The findings of this study contrast somewhat with previously reported outcomes of anchor density in Lenke 2 AIS. To our knowledge, the largest such study reviewing the relationship between anchor density and Lenke 2 curves was published by Larson et al. in 2014 [14]. In that study, high- versus low-density constructs were arbitrarily determined with high anchor density defined as >1.54 screws per level fused. High anchor density was associated with a small but statistically significantly lower postoperative major curve magnitude (25 vs 21° at 2-year follow-up) and higher percent major curve correction (58% vs 65% at 2-year follow-up). Cost data was not reported. The authors did note that it is unclear whether the statistically significant increase in percent major curve correction meets the minimal clinically important difference. The common acceptance of a 5° error in the Cobb measurement technique further calls the significance of this finding into question. High anchor density was also associated with a small but statistically significantly lower T2 to T12 kyphosis at 1-year follow-up (30 vs 20°) but not at 2-year follow-up (31 vs 28°). We chose to evaluate anchor density as a continuous variable. The mean anchor density (1.6 ± 0.2) in our study is similar to Larson et al.’s study [14], but we found no association between anchor density and percent major curve correction or thoracic kyphosis at minimum 2-year follow-up. In contrast to some studies, higher anchor density did not negatively influence postoperative thoracic kyphosis. Our study included fewer surgeons, which contributes to more consistency in operative technique and correction maneuvers compared to a large multicenter study. Previous literature has demonstrated wide variation in surgeon preoperative correction objectives, as well as in technical selection of correction maneuvers.

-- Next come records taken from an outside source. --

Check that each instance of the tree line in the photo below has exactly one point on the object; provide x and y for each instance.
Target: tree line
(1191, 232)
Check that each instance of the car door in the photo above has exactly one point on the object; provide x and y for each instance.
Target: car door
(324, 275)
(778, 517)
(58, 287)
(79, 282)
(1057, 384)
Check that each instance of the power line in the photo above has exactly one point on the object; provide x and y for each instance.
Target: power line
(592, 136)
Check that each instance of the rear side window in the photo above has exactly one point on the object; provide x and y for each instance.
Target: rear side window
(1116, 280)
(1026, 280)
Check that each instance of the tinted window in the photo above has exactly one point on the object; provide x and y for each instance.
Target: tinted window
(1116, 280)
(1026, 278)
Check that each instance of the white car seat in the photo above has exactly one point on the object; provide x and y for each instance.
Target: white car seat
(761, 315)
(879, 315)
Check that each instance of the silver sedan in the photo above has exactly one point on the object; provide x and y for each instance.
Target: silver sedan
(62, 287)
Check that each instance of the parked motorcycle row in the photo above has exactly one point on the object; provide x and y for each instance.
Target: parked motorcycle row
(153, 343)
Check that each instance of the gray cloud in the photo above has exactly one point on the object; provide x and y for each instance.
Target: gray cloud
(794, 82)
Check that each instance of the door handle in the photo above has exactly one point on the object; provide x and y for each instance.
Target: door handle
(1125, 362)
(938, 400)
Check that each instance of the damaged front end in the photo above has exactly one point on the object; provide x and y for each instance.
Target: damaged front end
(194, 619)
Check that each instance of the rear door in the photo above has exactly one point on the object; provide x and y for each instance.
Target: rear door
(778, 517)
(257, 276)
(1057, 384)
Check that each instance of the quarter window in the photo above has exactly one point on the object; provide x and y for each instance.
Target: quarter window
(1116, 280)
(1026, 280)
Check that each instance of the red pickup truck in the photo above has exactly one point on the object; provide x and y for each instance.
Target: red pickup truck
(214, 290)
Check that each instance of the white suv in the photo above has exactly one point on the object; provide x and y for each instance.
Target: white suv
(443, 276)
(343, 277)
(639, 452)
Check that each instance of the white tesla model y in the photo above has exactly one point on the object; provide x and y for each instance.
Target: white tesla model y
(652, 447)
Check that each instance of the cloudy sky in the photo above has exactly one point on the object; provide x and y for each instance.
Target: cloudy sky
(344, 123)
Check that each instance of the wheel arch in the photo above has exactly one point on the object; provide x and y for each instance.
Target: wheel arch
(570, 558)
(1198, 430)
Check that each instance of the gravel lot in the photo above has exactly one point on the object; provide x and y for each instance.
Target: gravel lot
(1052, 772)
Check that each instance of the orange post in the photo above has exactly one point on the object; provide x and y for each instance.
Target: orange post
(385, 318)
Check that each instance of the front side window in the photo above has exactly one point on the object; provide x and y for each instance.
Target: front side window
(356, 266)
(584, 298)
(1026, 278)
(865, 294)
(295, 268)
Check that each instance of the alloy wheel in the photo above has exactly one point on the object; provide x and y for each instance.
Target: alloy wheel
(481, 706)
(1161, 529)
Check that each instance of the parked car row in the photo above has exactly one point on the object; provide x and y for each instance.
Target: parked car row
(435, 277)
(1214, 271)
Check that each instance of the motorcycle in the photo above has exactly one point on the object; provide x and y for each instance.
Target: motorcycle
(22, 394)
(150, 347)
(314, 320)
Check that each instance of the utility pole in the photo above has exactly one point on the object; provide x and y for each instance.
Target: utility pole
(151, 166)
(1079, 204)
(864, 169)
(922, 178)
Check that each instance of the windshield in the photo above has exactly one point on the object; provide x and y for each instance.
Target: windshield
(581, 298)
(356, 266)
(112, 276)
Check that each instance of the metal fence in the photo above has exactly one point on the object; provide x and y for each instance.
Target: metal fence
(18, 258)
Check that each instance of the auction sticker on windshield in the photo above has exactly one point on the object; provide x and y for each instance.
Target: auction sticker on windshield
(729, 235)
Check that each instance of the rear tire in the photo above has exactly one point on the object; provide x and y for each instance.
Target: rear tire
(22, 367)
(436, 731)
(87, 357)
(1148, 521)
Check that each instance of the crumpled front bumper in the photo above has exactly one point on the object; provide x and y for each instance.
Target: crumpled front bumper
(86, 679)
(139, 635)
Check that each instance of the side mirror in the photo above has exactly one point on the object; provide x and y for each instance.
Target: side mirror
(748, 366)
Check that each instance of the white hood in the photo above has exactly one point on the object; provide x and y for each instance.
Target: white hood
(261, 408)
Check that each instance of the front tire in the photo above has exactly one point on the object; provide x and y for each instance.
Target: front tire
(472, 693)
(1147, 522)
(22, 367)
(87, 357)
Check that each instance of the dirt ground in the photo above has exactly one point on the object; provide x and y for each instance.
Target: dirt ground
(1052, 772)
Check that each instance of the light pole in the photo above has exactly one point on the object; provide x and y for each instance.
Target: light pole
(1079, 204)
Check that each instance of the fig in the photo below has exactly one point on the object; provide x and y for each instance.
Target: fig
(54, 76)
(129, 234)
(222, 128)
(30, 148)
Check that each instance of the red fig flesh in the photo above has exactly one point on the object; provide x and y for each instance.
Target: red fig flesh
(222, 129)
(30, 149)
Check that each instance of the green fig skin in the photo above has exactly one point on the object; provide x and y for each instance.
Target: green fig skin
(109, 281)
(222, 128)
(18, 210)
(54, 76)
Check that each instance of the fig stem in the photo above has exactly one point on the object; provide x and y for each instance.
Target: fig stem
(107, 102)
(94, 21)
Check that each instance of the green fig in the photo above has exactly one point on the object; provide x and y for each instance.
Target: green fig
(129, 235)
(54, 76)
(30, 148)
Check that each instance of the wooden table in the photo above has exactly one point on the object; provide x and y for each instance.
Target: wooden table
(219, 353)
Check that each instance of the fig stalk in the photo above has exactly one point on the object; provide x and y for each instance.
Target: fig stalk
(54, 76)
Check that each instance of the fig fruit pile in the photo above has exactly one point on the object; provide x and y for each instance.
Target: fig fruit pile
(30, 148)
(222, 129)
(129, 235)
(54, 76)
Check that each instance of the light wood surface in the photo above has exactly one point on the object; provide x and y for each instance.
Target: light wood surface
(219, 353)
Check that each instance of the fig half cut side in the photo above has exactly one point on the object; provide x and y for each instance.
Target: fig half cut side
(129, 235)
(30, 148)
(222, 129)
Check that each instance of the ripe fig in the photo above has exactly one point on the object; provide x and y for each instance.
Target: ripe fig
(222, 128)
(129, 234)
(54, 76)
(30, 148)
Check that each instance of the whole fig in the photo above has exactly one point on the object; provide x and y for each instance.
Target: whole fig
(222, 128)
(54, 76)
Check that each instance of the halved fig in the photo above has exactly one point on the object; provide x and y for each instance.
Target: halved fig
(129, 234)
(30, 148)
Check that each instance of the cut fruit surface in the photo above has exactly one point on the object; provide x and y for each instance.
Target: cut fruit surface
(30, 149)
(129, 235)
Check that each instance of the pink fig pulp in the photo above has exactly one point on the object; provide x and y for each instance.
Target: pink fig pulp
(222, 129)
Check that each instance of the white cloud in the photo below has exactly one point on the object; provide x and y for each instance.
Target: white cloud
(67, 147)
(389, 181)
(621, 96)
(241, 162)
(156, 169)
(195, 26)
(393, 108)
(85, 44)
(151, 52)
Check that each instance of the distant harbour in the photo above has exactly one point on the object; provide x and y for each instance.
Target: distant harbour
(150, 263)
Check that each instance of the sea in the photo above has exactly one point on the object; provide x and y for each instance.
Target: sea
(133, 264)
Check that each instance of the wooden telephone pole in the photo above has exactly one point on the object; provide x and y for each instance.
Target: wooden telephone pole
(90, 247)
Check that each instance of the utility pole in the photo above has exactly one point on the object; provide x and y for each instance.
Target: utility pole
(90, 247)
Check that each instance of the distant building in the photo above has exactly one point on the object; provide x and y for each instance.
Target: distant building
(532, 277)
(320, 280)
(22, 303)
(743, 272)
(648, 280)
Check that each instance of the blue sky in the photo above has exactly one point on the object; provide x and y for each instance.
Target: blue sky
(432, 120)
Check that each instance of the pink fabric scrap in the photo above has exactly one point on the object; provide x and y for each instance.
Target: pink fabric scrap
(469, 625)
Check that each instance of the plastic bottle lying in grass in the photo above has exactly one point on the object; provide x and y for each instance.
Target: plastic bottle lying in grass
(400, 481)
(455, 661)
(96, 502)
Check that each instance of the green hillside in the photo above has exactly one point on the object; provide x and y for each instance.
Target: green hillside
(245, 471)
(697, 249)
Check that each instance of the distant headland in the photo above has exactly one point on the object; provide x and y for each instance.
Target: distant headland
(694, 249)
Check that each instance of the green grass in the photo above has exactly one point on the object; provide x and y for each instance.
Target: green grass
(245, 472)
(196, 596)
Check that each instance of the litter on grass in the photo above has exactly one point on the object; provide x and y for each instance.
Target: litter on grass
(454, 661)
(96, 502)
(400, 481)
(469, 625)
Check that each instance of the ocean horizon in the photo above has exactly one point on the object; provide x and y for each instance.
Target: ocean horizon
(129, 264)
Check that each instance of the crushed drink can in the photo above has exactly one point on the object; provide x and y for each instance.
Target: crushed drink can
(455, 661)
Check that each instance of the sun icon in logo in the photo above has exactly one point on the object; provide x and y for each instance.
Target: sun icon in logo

There are also several limitations to our study. First, not all our patients had preoperative upper thoracic bending films, so we could not assess curve flexibility in those patients. In addition, this study only investigated radiographic outcomes since patient-reported outcomes were not routinely collected during the study period. Previous analysis of Lenke 2 curves demonstrated improved Scoliosis Research Society (SRS) Appearance scores at 1- and 2-year follow-up with higher density constructs. However, no association was noted between higher density constructs and SRS Activity and Satisfaction scores or Spinal Appearance Questionnaire scores [14]. Lastly, we had a small sample of patients, so our study may have been underpowered to detect any association between implant density and radiographic outcomes. This may be in part due to Lenke 2 curves making up approximately 19% of operative AIS curves in one study [25]. However, while Larson et al.’s multicenter study [14] reported statistically significant differences in postoperative major curve magnitude and percent major curve correction, these small differences are not likely clinically significant. More work should be done to determine what magnitude of change might be clinically significant.

Conclusions

In conclusion, this retrospective study demonstrates that neither anchor nor implant density were associated with major or minor curve magnitude or thoracic kyphosis at 2-year follow-up after posterior spinal fusion for Lenke 2 AIS. Factors that appear to predict postoperative major curve magnitude and percent major curve correction are female sex, preoperative major curve magnitude, and age at time of surgery. In an era of cost-conscious medical care, the ideal implant density for achieving and maintaining curve correction while minimizing cost and exposure of the patient to the potential risks of screw malposition remain to be clarified. Moreover, the minimal clinically important difference for change in radiographic parameters is currently unknown. Our study supports the use of lower implant density constructs in the surgical treatment of Lenke 2 AIS. Further studies are needed to ascertain the ideal implant density to achieve maximal radiographic- and patient-reported outcomes.